Miners fell the most among European sectors, down 4.4%, as copper and iron ore prices dropped after initial optimism over top consumer China’s stimulus measures faded. [MET/L]
Chinese runaway stocks’ rally began losing steam and Hong Kong shares slumped as officials disappointed markets by providing only a few specific details on plans to bolster the country’s slowing economy.
“The measures that were announced were a great starting effort from China, but the market just wants to see more and China haven’t come through with that yet,” said Fiona Cincotta, senior market analyst at City Index.
“So we’ve got that classic China disappointment trade coming through where miners are tracking industrial metals lower. You’ve got the luxury stocks that are coming off.”
Investors were also wary of a wider Middle East conflict.
Oil prices slipped, but hovered close to $80 per barrel as fighting in the region intensified after Iran-backed Hezbollah fired rockets at Israel’s third-largest city, Haifa, and Israel looked poised to expand its offensive into Lebanon. [O/R]

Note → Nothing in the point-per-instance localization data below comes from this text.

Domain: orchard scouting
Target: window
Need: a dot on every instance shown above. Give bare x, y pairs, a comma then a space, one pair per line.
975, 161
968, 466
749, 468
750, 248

Data showing German industrial production rose by a larger-than-expected 2.9% in August did little to lift market sentiment, with traders focused on a gloomy picture of the euro zone economy.
Traders have almost fully priced in a 25-basis-point rate reduction by the European Central Bank later this month, and see strong chances of another such move in December.
Among single stocks, Vistry plunged about 30% after the British homebuilder cut its fiscal 2024 profit outlook, hurt by increased build costs in one of its divisions.
Imperial Brands (OTC:IMBBY) rose 4.6% after the maker of Winston cigarettes forecast a growth of 20% to 30% in fiscal 2024 next generation products (NGP) revenue and announced shareholder returns of 2.8 billion pounds ($3.66 billion).